How to calculate worker compensation for Amazon Mechanical Turk

tl;dr: When calculating the average time it takes to complete a HIT, it may be more appropriate to use the geometric mean or the median instead of the arithmetic mean. You may otherwise spend considerably more money than necessary (in our case 50% more).

We usually try to set the reward for a HIT such that participants earn $6 per hour on average, which last time we checked was the recommended amount for academic research studies on Mechanical Turk. (Update: More recently the consensus seems to be that turkers should be payed at least the federal minimum wage, which is $7.25 at the time of writing.) However, some participants take an unusually long time to complete assignments (perhaps they were interrupted?) and that has unintended consequences for the calculation of the compensation payed to workers. Effectively, these participants make it appear as if we were paying less per hour than we actually do. Below I will shed some light on this issue using data from a recent study run by our lab.

Overall, 1122 workers participated in the experiment and each worker participated only once. The task was simple: Participants had to read a short passage of text (three sentences) and answer two easy questions about that passage. This was followed by a demographics questionnaire with nine items most of which were simple yes/no questions (“Are you a citizen of the United States?”). The whole thing could be finished in two to four minutes.
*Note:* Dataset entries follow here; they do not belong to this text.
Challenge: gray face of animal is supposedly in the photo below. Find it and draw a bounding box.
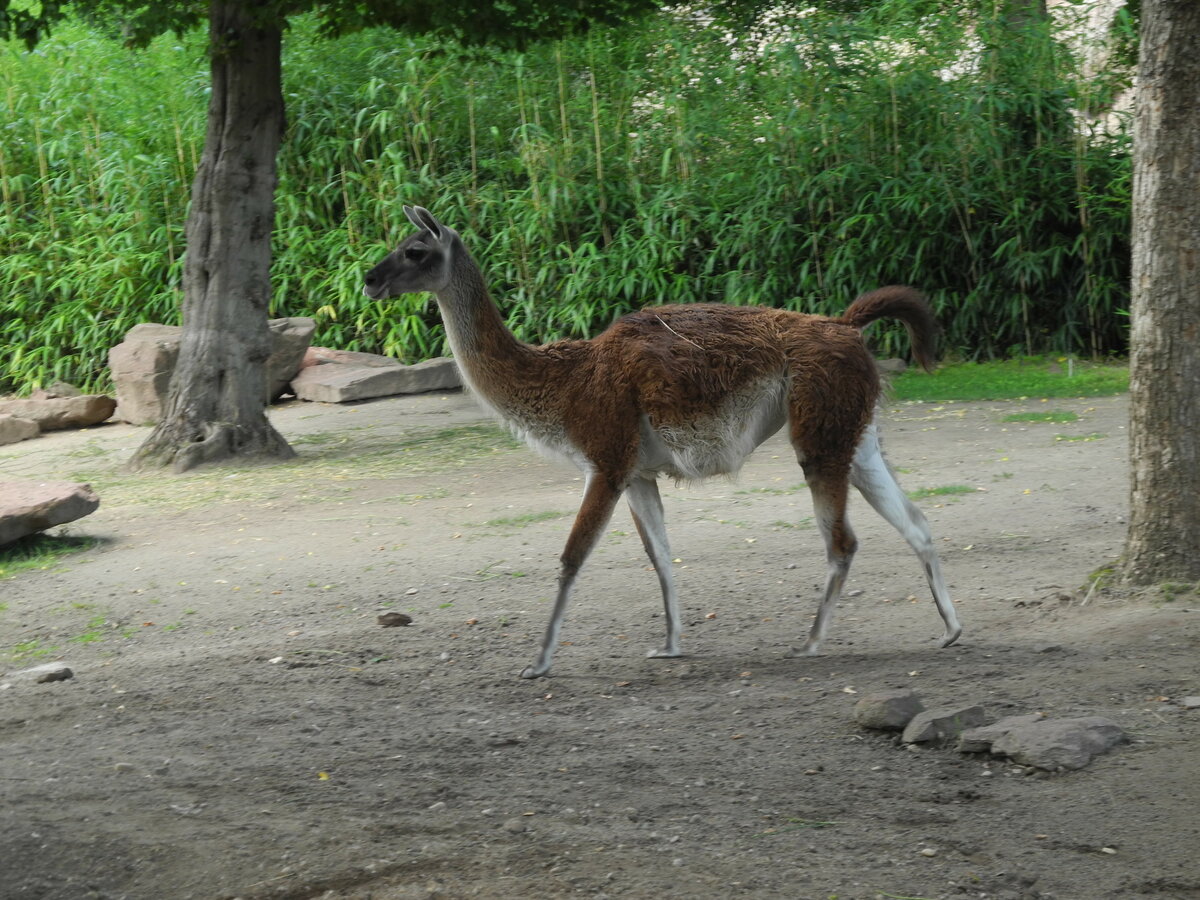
[362,206,455,300]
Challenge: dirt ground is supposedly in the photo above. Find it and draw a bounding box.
[0,394,1200,900]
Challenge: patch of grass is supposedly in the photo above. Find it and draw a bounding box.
[892,358,1129,402]
[1001,409,1079,425]
[908,485,976,500]
[0,533,100,580]
[8,637,59,662]
[484,510,570,528]
[733,481,808,494]
[67,616,108,643]
[770,516,812,528]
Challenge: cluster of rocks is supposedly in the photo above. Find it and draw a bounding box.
[0,317,462,545]
[854,689,1126,772]
[0,384,116,444]
[0,317,462,444]
[108,317,462,425]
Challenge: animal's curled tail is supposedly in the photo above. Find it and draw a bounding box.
[834,284,940,372]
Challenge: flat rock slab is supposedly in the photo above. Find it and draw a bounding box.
[0,481,100,545]
[0,394,116,431]
[959,713,1045,754]
[854,688,925,731]
[0,413,42,444]
[901,706,988,744]
[292,354,462,403]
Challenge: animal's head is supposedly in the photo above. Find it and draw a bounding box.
[362,206,458,300]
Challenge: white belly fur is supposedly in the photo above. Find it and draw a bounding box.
[637,380,787,481]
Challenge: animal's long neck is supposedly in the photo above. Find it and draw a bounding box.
[437,239,536,401]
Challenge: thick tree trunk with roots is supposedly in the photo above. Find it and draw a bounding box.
[1121,0,1200,584]
[131,0,294,472]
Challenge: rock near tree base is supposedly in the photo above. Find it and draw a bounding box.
[0,481,100,546]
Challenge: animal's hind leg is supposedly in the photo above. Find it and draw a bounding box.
[850,425,962,647]
[625,478,683,656]
[521,474,620,678]
[787,462,858,656]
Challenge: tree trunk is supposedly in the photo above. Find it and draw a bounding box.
[1121,0,1200,584]
[131,0,294,472]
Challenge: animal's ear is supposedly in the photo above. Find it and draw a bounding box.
[404,206,445,241]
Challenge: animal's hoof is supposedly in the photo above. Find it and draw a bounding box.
[937,628,962,647]
[784,644,821,659]
[646,647,683,659]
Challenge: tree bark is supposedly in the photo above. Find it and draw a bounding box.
[131,0,294,472]
[1121,0,1200,584]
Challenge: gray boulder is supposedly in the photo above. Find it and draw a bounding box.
[0,413,42,444]
[991,715,1126,770]
[108,322,182,425]
[0,394,116,431]
[0,481,100,545]
[854,688,925,731]
[108,316,317,425]
[266,316,317,401]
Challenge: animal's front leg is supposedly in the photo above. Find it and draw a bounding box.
[521,475,620,678]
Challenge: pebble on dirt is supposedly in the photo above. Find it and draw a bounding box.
[377,612,413,628]
[854,688,925,731]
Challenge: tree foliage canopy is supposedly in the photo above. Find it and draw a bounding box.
[0,0,661,48]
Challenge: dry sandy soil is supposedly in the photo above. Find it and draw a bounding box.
[0,394,1200,900]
However, we set the maximum time for submission to 60 minutes so that workers wouldn’t feel rushed.

The average completion time as shown by MTurk was 3 minutes and 46 seconds, not too far off from what we would expect for this task. But let’s have a closer look at the completion times:

The plot shows how completion times are distributed in the data set. We see that the vast majority of workers finished in under eight minutes. However, there was also a smaller number of workers (about 6.5%) who took considerably longer, up to 50 minutes. For these participants the payment per hour is of course very low, but that’s not because we offered too little money, it’s because these participants did something else during that time.

To show the effect of these very slow workers, we calculate the average completion time again but this time only for workers who needed less than 8 minutes to finish. Given how simple the task was, eight minutes should easily be enough. The average time for workers who took less than 8 minutes was 2 minutes and 33 seconds. That’s 1 minute and 13 seconds faster than what we’ve got when we included very slow workers. This may not seem like a big difference, but it means that normal workers took only 68% of the time that we calculated based on the complete set of workers. A consequence is that normal workers actually made $9 per hour instead of the $6 we were aiming for. (Whether $6 or $9 per hour are appropriate is an independent question. Here we focus on the calculation of compensation.)
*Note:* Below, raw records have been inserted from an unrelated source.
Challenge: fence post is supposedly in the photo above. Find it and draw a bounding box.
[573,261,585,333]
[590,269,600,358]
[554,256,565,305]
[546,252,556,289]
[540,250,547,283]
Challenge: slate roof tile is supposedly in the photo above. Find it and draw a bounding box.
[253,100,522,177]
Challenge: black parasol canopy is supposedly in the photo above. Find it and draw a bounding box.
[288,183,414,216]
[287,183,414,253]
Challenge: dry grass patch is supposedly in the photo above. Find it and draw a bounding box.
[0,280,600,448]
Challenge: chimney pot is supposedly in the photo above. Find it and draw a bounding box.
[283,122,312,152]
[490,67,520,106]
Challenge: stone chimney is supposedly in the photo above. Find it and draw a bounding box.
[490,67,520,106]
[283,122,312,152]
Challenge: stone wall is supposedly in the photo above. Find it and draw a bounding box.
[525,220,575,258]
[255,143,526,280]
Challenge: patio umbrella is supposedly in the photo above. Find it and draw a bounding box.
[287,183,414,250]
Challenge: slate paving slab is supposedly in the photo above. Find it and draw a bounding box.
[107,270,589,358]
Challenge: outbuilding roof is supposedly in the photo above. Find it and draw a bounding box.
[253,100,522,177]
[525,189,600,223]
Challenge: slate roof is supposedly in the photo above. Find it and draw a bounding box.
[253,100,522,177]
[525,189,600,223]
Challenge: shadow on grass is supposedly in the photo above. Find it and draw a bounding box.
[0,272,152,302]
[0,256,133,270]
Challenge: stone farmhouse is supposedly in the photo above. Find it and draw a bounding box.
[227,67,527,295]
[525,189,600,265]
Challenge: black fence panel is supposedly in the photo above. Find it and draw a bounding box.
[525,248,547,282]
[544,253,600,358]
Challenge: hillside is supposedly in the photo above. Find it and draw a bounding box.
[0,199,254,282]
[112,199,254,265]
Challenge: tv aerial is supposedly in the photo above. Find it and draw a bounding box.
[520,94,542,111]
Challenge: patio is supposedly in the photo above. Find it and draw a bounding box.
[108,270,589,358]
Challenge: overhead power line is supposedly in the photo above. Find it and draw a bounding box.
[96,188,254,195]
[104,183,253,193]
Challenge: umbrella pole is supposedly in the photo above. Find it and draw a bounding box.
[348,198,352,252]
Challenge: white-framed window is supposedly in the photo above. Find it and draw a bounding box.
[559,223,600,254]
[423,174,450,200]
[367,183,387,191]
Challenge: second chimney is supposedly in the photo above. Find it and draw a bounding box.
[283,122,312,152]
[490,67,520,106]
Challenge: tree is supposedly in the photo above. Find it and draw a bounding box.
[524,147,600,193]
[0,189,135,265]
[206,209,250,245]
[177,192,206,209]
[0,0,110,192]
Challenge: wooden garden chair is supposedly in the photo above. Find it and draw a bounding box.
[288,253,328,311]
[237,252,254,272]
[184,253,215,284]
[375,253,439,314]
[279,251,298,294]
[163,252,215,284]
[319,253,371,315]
These numbers suggest that the average completion time across all participants as shown in the MTurk interface is actually misleading. One fix for that is to base the calculation of the compensation not on the arithmetic mean of the completion times but on the geometric mean. The geometric mean is often more appropriate when the scale has a lower bound as is the case with completion times.¹ Effectively, the geometric mean deemphasizes outliers and gives us an average completion time that is more representative of normal workers. In the present case, the geometric mean across all workers is 2 minutes and 21 seconds, which seems reasonable based on the numbers we've seen above: 2:21 is right were the peak is in the plot above. An alternative to the geometric mean is to use the median of the completion times, which is 2:20 in the present case.²

One caveat: Whether the geometric mean or the arithmetic mean is more appropriate depends on whether or not there are outliers. If the maximal time for submission is low, there can't be any extremely long completion times because those assignments would simply time out and not show up in the record. In that case, the arithmetic mean may be more appropriate. However, it's not advisable to set the maximal submission time too low because that may prevent some workers from submitting their results and getting compensated.

Footnotes:

For the present purpose, the best way to think about the geometric mean is as the arithmetic mean of the logarithmized completion times back-transformed to the original time scale. In R, we would calculate exp(mean(log(x))).
The median is a value that is bigger than the lower half of the values and smaller than the bigger half.